Dr. Paul Evangelista (PI), Keith Paustian (Co-PI), Eleanor Milne, Mark Easter, Matt Stermer, Brian Woodward, Nicholas Young, Tony Vorster

Ethiopia set ambitious sustainable development goals for its rapidly-growing economy under the Climate Resilient Green Economy (CRGE) strategy. In this plan, the government set the goals of increasing per capita income of citizens to middle-income levels by 2025 and transforming to an industrialized nation without increasing current levels of greenhouse gas emissions. The CRGE strategy makes the country a leader in Africa in low emission and climate resilient development. Ethiopia is implementing agricultural and forestry projects with conservation goals that include reduction of greenhouse gas emissions. However, tools and training are needed to support the measurement, reporting, and verification of greenhouse gas reductions from these projects.

The goal of this project was to train practitioners working on land management projects to track, estimate and report carbon and greenhouse gas impacts of projects. The U.S. Forest Service International Programs in partnership with the U.S. Agency for International Development and Colorado State University hosted two, one-week workshops in Addis Ababa, Ethiopia. The first workshop included a field trip to look at different agricultural systems and land-uses, and three days in the classroom. Participants were introduced to the foundations of greenhouse gas management and accounting, key international greenhouse gas policies, IPCC guidelines, and REDD+. In addition, participants received hands-on training with the Carbon Benefits Project (CBP) tool. This user-friendly online tool assists in the measuring, modeling, monitoring, and forecasting of carbon stock changes and greenhouse gas emissions from land management projects. Workshop participants then collected data relevant to their own projects between workshops and returned to Addis Ababa for a second week of training. The second workshop was focused on using project-specific data and generating and interpreting reports from the CBP to quantify the greenhouse gas benefits of participant’s projects.
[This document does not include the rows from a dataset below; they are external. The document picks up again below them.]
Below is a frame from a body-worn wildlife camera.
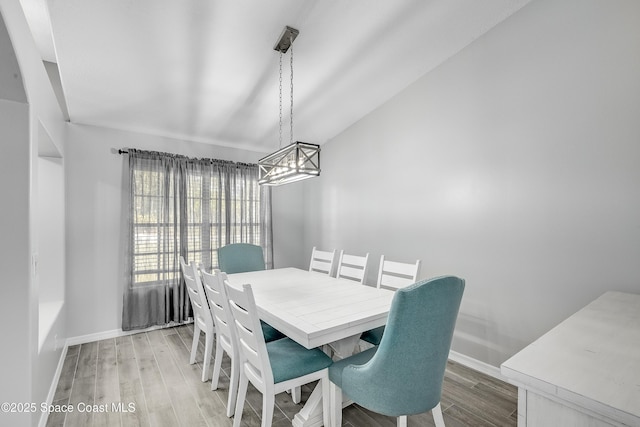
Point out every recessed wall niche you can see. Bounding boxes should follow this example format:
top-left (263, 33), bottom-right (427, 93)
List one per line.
top-left (37, 124), bottom-right (65, 351)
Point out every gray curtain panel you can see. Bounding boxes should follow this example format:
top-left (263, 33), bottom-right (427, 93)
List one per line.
top-left (122, 149), bottom-right (273, 331)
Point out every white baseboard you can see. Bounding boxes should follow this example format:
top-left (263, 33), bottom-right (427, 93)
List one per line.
top-left (38, 345), bottom-right (68, 427)
top-left (449, 350), bottom-right (509, 382)
top-left (65, 321), bottom-right (192, 350)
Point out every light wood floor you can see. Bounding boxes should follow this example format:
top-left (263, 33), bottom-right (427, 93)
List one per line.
top-left (47, 325), bottom-right (517, 427)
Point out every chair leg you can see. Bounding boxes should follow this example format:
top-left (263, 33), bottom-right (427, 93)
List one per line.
top-left (211, 339), bottom-right (224, 390)
top-left (189, 321), bottom-right (200, 365)
top-left (202, 332), bottom-right (213, 383)
top-left (332, 381), bottom-right (342, 426)
top-left (260, 387), bottom-right (276, 427)
top-left (320, 373), bottom-right (330, 426)
top-left (233, 373), bottom-right (249, 427)
top-left (227, 355), bottom-right (239, 417)
top-left (431, 403), bottom-right (444, 427)
top-left (291, 387), bottom-right (302, 404)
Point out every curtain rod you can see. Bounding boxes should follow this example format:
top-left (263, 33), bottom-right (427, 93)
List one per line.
top-left (111, 148), bottom-right (257, 166)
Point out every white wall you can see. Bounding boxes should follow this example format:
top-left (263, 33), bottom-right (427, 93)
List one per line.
top-left (303, 0), bottom-right (640, 366)
top-left (65, 124), bottom-right (302, 339)
top-left (0, 0), bottom-right (65, 426)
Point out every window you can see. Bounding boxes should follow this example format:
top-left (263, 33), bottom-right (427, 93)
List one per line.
top-left (130, 156), bottom-right (270, 286)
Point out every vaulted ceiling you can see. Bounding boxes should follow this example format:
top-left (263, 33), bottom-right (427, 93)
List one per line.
top-left (20, 0), bottom-right (529, 152)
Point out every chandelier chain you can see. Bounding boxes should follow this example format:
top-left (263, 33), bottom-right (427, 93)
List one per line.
top-left (279, 52), bottom-right (282, 148)
top-left (289, 38), bottom-right (293, 144)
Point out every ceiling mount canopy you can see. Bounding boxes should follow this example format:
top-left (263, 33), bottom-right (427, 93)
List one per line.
top-left (258, 26), bottom-right (320, 185)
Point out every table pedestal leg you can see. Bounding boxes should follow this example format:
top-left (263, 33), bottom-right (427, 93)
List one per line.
top-left (293, 335), bottom-right (360, 427)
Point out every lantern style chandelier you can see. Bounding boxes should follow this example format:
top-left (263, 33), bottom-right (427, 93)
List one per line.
top-left (258, 26), bottom-right (320, 186)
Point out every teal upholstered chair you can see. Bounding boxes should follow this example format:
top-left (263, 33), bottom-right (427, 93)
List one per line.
top-left (329, 276), bottom-right (465, 426)
top-left (218, 243), bottom-right (265, 274)
top-left (224, 281), bottom-right (332, 427)
top-left (218, 243), bottom-right (284, 342)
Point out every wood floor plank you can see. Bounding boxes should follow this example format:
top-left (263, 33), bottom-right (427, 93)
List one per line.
top-left (165, 328), bottom-right (233, 427)
top-left (47, 325), bottom-right (517, 427)
top-left (64, 342), bottom-right (98, 427)
top-left (116, 336), bottom-right (150, 427)
top-left (53, 346), bottom-right (80, 403)
top-left (93, 339), bottom-right (122, 427)
top-left (131, 334), bottom-right (179, 427)
top-left (147, 331), bottom-right (208, 427)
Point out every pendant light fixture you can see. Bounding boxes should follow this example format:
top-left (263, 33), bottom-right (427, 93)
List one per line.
top-left (258, 26), bottom-right (320, 185)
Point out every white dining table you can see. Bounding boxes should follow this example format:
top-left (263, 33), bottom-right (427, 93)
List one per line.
top-left (228, 268), bottom-right (394, 427)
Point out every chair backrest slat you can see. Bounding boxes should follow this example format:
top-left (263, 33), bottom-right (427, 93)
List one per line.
top-left (378, 255), bottom-right (420, 289)
top-left (224, 280), bottom-right (273, 384)
top-left (309, 246), bottom-right (336, 275)
top-left (336, 251), bottom-right (369, 283)
top-left (180, 257), bottom-right (213, 330)
top-left (201, 269), bottom-right (236, 354)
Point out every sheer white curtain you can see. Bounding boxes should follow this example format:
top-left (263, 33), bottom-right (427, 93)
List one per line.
top-left (122, 149), bottom-right (273, 330)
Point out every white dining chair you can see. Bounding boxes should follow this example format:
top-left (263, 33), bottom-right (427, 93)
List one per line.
top-left (336, 251), bottom-right (369, 284)
top-left (360, 255), bottom-right (420, 345)
top-left (224, 281), bottom-right (333, 427)
top-left (377, 255), bottom-right (420, 290)
top-left (180, 257), bottom-right (215, 382)
top-left (201, 270), bottom-right (239, 417)
top-left (309, 246), bottom-right (336, 276)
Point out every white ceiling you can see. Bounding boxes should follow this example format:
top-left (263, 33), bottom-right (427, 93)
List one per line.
top-left (21, 0), bottom-right (530, 152)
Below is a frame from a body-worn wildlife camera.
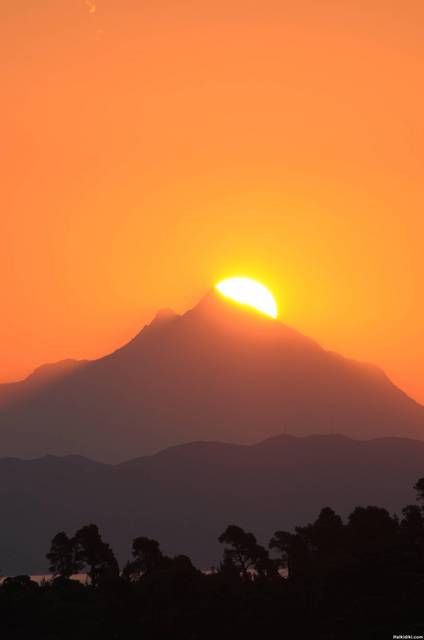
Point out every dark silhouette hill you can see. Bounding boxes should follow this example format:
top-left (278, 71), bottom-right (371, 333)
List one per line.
top-left (0, 291), bottom-right (424, 462)
top-left (0, 435), bottom-right (424, 575)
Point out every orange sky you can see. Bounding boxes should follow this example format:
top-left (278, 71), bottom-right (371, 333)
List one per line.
top-left (0, 0), bottom-right (424, 402)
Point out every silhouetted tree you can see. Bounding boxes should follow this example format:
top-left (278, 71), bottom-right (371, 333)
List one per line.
top-left (74, 524), bottom-right (119, 586)
top-left (414, 478), bottom-right (424, 509)
top-left (46, 531), bottom-right (82, 578)
top-left (269, 531), bottom-right (309, 579)
top-left (346, 506), bottom-right (399, 554)
top-left (218, 525), bottom-right (277, 577)
top-left (123, 537), bottom-right (167, 580)
top-left (296, 507), bottom-right (344, 552)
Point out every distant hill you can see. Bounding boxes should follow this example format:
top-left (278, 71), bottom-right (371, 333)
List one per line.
top-left (0, 291), bottom-right (424, 462)
top-left (0, 435), bottom-right (424, 575)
Ethiopia’s CRGE strategy is well-respected nationally and internationally as a leading example of building economic resilience in the face of climate change. The vision is to create a robust economy that will be more resilient to climate change, improve air and water quality, and promote rural economic development. Through this training, participants will have the understanding and tools needed to accurately track and report the greenhouse gas impacts of land management activities in diverse regions and land use scenarios.